The Palmdale aviation routine weather observation (METAR) for 0953 recorded the following: wind 290 degrees at 6 knots; visibility 10 statute miles; sky condition clear; temperature 79 degrees Fahrenheit; dew point 42 degrees Fahrenheit; and altimeter setting 29.97 inches of Mercury. Palmdale is located about 17 nautical miles southeast of Llano.
Using a Safety Board computer program and the aforementioned weather information, the density altitude was calculated to be 5,233 feet mean sea level at the time of the accident.
The Los Angeles County Coroner performed an autopsy on the pilot. The cause of death was attributed to multiple blunt force injuries. The FAA Forensic Toxicology laboratory performed toxicological testing. The results were positive for the following:
115 (mg/dL, mg/hg) ETHANOL detected in Urine
51 (mg/dL, mg/hg) ETHANOL detected in Spinal Fluid
65 (mg/dL, mg/hg) ETHANOL detected in Muscle
25 (mg/dL, mg/hg) ETHANOL detected in Brain
12 (mg/dL, mg/hg) N-PROPANOL detected in Urine
3 (mg/dL, mg/hg) N-PROPANOL detected in Spinal Fluid
4 (mg/dL, mg/hg) N-PROPANOL detected in Muscle
1 (mg/dL, mg/hg) N-BUTANOL detected in Urine
OMEPRAZOLE present in Urine
147.1 (ug/ml, ug/g) SALICYLATE detected in Urine
EPHEDRINE detected in Urine
PSEUDOEPHEDRINE detected in Urine
4,900 (mg/dl) GLUCOSE detected in Urine
0.94 (pmol/nmol) SEROTONIN METABOLITE RATIO detected in Urine
WRECKAGE AND IMPACT INFORMATION
The FAA accident coordinator responded to the accident site on May 16. The wreckage was located about 1,000 feet from runway 8 and came to rest inverted. The initial impact point was approximately 10 feet from the final resting point of the wreckage. The wings were attached to the fuselage and were symmetrically damaged. The composite propeller blades were reduced to slivers. All control surfaces remained attached to the airplane. The elevator trim tab was in the full nose up position.
Following the recovery of the airplane, the accident coordinator examined and weighed it. The coordinator was able to obtain control continuity and noted rotation of the engine crankshaft when the propeller was manually turned by hand.
According to the Pilot's Handbook of Aeronautical Knowledge (AC 61-23C), "The forward center of gravity limit is often established at a location which is determined by the landing characteristics of the airplane.
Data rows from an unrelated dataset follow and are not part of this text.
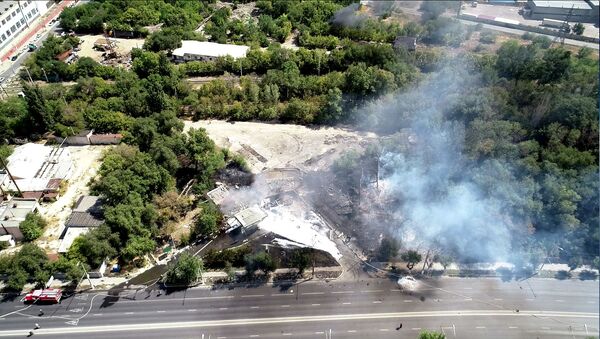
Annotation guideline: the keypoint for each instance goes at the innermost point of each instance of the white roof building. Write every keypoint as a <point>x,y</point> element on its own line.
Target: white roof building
<point>201,50</point>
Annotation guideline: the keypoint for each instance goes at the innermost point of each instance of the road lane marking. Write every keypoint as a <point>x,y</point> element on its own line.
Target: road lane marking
<point>114,328</point>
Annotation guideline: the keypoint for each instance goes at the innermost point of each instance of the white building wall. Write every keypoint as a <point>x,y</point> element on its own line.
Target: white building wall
<point>15,16</point>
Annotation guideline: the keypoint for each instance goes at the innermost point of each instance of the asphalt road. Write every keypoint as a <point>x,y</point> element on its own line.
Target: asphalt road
<point>471,308</point>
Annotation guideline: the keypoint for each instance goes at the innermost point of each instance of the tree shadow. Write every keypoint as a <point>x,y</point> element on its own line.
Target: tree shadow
<point>562,275</point>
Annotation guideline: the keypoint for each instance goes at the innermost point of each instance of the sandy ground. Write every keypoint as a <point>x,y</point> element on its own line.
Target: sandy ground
<point>267,146</point>
<point>124,46</point>
<point>86,160</point>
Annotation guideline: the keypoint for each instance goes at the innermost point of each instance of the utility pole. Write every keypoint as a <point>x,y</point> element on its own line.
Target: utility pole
<point>29,74</point>
<point>45,75</point>
<point>10,176</point>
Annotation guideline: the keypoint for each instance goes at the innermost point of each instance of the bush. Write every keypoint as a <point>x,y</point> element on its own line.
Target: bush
<point>185,271</point>
<point>32,227</point>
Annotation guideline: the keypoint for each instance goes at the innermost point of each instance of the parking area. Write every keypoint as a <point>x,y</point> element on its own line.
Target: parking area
<point>512,13</point>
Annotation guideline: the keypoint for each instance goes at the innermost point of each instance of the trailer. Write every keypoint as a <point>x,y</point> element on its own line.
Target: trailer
<point>554,23</point>
<point>47,295</point>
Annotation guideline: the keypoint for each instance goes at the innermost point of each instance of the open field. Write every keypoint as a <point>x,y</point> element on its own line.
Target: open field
<point>267,146</point>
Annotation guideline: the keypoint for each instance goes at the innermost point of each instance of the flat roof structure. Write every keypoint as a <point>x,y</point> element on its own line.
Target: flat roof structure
<point>210,49</point>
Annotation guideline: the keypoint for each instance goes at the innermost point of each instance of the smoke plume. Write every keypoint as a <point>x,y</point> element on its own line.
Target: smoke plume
<point>440,203</point>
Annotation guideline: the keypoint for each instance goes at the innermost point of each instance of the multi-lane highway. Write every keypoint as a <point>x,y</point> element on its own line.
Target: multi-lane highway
<point>462,308</point>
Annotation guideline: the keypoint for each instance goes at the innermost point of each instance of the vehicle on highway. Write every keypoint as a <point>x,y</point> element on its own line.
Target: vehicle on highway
<point>47,295</point>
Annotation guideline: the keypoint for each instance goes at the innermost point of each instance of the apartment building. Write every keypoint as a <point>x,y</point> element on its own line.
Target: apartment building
<point>16,15</point>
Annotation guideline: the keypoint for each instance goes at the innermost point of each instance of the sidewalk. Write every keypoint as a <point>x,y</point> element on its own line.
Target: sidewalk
<point>36,26</point>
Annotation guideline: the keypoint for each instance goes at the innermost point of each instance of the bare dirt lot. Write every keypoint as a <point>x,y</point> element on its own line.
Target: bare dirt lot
<point>86,161</point>
<point>124,46</point>
<point>267,146</point>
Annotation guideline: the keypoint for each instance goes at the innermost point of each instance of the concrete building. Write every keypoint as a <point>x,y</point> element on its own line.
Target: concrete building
<point>15,16</point>
<point>12,213</point>
<point>86,216</point>
<point>574,10</point>
<point>192,50</point>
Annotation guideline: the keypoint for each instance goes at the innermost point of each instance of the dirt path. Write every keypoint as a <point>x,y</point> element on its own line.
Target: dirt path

It may be possible to maintain stable and safe cruising flight if the CG is located ahead of the prescribed forward limit; but during landing, which is one of the most critical phases of flight, exceeding the forward CG limit may cause problems. Manufacturers purposely place the forward CG limit as far rearward as possible to aid pilots in avoiding damage to the airplane when landing."
In addition, AC 61-23C states, "A restricted forward center of gravity limit is also specified to assure that sufficient elevator deflection is available at minimum airspeed. When structural limitations or large stick forces do not limit the forward CG position, it is located at the position where full-up elevator is required to obtain a high angle of attack for landing."